Scientists observed light converted into matter
According to Einstein’s theory of special relativity, light can be converted into matter when two light particles collide with intense force.
But scientists have never been able to do this. No one could create the conditions needed to transform light into matter — until now.
Physicists claim to have generated matter from pure light for the first time. This is a significant breakthrough, overcoming a theoretical barrier that seemed impossible only a few decades ago.
Scientists since they couldn’t accelerate light particles, they opted for ions, and used the Relativistic Heavy Ion Collider (RHIC) to accelerate them at extreme speeds. In two accelerator rings at RHIC, the accelerated gold ions to 99.995% of the speed of light. With 79 protons, a gold ion has a strong positive charge.
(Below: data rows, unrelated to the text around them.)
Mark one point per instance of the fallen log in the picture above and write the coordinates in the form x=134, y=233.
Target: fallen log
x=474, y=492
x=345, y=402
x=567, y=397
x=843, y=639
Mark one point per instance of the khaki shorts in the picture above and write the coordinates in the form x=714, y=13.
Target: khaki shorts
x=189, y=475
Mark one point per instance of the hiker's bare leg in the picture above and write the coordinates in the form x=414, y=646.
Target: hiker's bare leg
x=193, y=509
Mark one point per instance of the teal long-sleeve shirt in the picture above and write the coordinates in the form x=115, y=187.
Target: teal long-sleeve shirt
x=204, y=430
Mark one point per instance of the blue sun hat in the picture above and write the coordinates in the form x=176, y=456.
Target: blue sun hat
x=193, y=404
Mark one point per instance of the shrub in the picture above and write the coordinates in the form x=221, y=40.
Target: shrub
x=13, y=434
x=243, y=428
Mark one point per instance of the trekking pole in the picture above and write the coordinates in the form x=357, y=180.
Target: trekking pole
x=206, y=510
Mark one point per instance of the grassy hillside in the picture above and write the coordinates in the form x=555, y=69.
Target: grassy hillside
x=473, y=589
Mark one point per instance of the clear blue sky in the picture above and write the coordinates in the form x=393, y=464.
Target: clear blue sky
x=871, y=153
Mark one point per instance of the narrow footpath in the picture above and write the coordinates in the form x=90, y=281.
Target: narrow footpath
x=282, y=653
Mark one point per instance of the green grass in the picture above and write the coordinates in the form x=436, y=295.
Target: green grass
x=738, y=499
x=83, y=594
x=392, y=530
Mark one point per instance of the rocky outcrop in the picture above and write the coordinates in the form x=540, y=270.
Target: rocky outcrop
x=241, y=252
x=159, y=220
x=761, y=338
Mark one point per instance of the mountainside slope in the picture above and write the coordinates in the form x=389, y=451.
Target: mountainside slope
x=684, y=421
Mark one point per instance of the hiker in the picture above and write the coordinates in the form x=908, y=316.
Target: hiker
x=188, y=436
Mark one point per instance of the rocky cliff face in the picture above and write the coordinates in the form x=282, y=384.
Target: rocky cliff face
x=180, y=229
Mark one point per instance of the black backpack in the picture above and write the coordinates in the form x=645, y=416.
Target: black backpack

When a charged heavy ion is accelerated to incredible speeds, a strong magnetic field swirl around it.
When the ions are moving close to the speed of light, there are a bunch of photons surrounding the gold nucleus, traveling with it like a cloud.
That magnetic field produces “virtual photons.” So, in a roundabout way, they accelerated light particles by piggybacking them on an ion.
When the team sped the ions in the accelerator rings with significant energy, the ions nearly collided, allowing the photon clouds surrounding them to interact and form an electron-positron pair — essentially, matter.
The results provide clear evidence of direct, one-step creation of matter-antimatter pairs from collisions of light as originally predicted.